Он бросил на Макса косой взгляд.

— Я слышал о незаконном работорговце, действующем неподалеку. Видимо, он действовал среди людей, следующих за нашим лагерем. Но кто-то избил его до потери сознания, привязал к дереву, прокрался мимо охранников и выпустил его рабов.

Макс снял воздушный экран на время, достаточное для того, чтобы встать и закричать:

— Вороны тебя побери, Кардер, подними этот щит вверх или я надаю тебе по твоей тупой башке, чтобы ты запомнил! Если копье Валиара Маркуса победит моих лучших бойцов, будете нарезать круги неделю!

Новобранцы кидали на Макса косые мрачные взгляды, пока Шульц криками загонял их обратно в строй.

— Да? — сказал Макс Тави, садясь снова. — Я слышал то же самое. Тот, кто это сделал — молодец. Никогда не любил работорговцев.

Тави нахмурился.

— Это был не ты?

Макс нахмурился в ответ.

— А разве это не ты?

— Нет, — ответил Тави.

Макс сжал губы, потом пожал плечами.

— Это не я. Есть много фригийцев поблизости. Они ненавидят работорговцев. Вороны, много парней могло сделать это. Я слышал, что в Цересе есть целая банда вооруженных людей в масках, которые бродят по ночам и вешают любого работорговца, которого смогут заполучить в свои руки. Они вынуждены нанимать целую армию охранников в целях безопасности. Мне нравятся такие города, как Церес.

Тави нахмурился и посмотрел на восток.

— О, — пробормотал Макс. — Извини. Твоя встреча с семьёй.

Тави пожал плечами.

— Мы планировали пробыть там месяц или около того. Они, наверное, уже уехали.

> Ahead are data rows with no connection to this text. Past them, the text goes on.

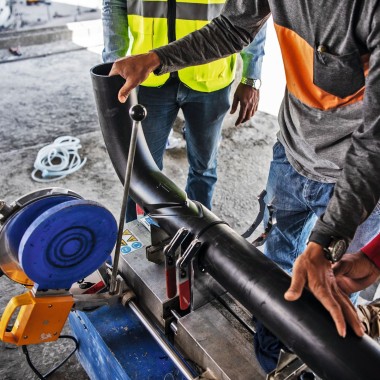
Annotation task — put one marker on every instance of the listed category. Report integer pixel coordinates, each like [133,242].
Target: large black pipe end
[149,187]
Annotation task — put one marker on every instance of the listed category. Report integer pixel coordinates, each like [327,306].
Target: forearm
[115,29]
[372,250]
[227,34]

Макс смотрел на рекрутов и их муштру, но выражение его лица казалось немного мрачным.

— На что это похоже?

— Ты о чём?

— Иметь семью.

Тави выпил еще ковш воды.

— Иногда это ощущается как давление и ограничение. Я знаю, что это потому, что они заботятся обо мне, но это по-прежнему сводит меня с ума. Они беспокоились обо мне из-за моей проблемы с фуриями. Мне нравится знать, что они есть где-то. Я всегда знал, что если у меня будет проблема, они помогут мне. Иногда по ночам, когда мне снился плохой сон или я лежал без сна, жалея себя, я мог пойти и посмотреть на них в их комнатах и увидеть, что они там. После этого я мог спокойно уснуть.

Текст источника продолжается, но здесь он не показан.